«Гаяза Исхаки путают с каким-то ублюдком. Нельзя его запрещать»

«Мозаика воспоминаний» Рафаэля Хакимова. Часть 4-я

Директор Института истории им. Ш. Марджани Рафаэль Хакимов написал книгу «Мозаика воспоминаний». Историк повествует в ней об интересных эпизодах своей жизни и делится размышлениями о современных реалиях. «Реальное время» публикует очередной отрывок из этого сочинения (см. ч. 1, 2, 3).

Авторитет

Отец был очень мягким и интеллигентным, никогда не повышал голоса, не давал указаний.
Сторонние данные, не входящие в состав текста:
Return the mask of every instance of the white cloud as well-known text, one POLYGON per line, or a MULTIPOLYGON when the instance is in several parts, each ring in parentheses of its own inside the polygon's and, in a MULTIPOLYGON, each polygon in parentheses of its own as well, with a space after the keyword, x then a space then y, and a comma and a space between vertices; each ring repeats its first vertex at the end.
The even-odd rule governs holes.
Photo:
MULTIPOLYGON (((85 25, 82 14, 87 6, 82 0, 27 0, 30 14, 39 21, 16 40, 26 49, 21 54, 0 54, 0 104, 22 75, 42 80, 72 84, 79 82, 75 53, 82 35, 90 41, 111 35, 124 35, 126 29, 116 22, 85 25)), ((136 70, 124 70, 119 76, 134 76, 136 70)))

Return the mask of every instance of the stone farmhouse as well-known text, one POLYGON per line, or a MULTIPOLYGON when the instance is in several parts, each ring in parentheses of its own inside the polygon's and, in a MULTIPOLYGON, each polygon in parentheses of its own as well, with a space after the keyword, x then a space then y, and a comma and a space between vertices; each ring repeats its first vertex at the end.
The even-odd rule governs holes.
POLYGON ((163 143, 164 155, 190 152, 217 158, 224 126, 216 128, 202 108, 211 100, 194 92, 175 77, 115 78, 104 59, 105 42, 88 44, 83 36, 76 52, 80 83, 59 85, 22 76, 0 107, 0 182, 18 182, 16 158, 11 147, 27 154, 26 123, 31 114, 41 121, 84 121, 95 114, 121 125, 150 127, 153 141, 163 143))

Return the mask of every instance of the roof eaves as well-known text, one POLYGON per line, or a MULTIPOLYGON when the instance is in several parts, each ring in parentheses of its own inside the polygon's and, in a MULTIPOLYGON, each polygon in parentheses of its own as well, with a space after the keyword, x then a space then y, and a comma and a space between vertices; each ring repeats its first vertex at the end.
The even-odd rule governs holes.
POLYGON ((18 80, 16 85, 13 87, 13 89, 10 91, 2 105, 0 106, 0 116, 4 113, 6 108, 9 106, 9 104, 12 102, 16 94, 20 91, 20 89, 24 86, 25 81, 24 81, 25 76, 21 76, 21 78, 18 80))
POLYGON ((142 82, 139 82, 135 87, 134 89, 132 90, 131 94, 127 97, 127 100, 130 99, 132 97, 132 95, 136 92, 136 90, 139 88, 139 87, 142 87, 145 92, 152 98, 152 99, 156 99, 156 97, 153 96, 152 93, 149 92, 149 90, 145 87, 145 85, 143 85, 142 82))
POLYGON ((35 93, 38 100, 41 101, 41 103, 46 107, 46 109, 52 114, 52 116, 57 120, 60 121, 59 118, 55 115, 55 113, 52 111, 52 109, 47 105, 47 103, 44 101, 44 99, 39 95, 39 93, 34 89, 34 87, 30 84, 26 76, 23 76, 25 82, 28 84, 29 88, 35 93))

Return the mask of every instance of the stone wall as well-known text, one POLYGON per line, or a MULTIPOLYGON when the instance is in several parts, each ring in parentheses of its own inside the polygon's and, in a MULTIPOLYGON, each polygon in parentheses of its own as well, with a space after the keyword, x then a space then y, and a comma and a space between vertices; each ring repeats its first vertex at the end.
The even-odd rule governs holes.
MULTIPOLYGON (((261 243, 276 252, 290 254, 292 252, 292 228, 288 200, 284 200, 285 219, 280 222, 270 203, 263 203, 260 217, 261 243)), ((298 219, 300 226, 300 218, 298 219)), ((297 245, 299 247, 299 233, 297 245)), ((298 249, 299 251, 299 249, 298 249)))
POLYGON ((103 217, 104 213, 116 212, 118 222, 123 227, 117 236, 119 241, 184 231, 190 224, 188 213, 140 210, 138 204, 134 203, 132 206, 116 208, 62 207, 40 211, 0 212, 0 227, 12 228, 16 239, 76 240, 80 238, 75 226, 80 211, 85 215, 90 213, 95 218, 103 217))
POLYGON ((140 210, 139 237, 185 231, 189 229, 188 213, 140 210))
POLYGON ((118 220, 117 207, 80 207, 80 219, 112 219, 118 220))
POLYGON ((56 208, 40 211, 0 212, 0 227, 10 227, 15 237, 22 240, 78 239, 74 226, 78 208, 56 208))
Когда говорил, его было еле слышно. Но с трибуны говорил и читал стихи громко и всегда без бумажки.

Авторитет отца в доме был непререкаемым. Но если кто-то ругал детей, он осаживал:

— Не дави на него, безвольным вырастет.

Его тень всегда была рядом не только для меня, но и для других. Эта тень так и осталась со мной. Некоторые ко мне до сих пор обращаются:

— Сибгат Хакимыч…

При этом даже не замечают ошибки.

Для меня отец как поэт был недосягаем, и надо было выбирать свою стезю. Иначе бы сказали, что на сыне природа отдыхает.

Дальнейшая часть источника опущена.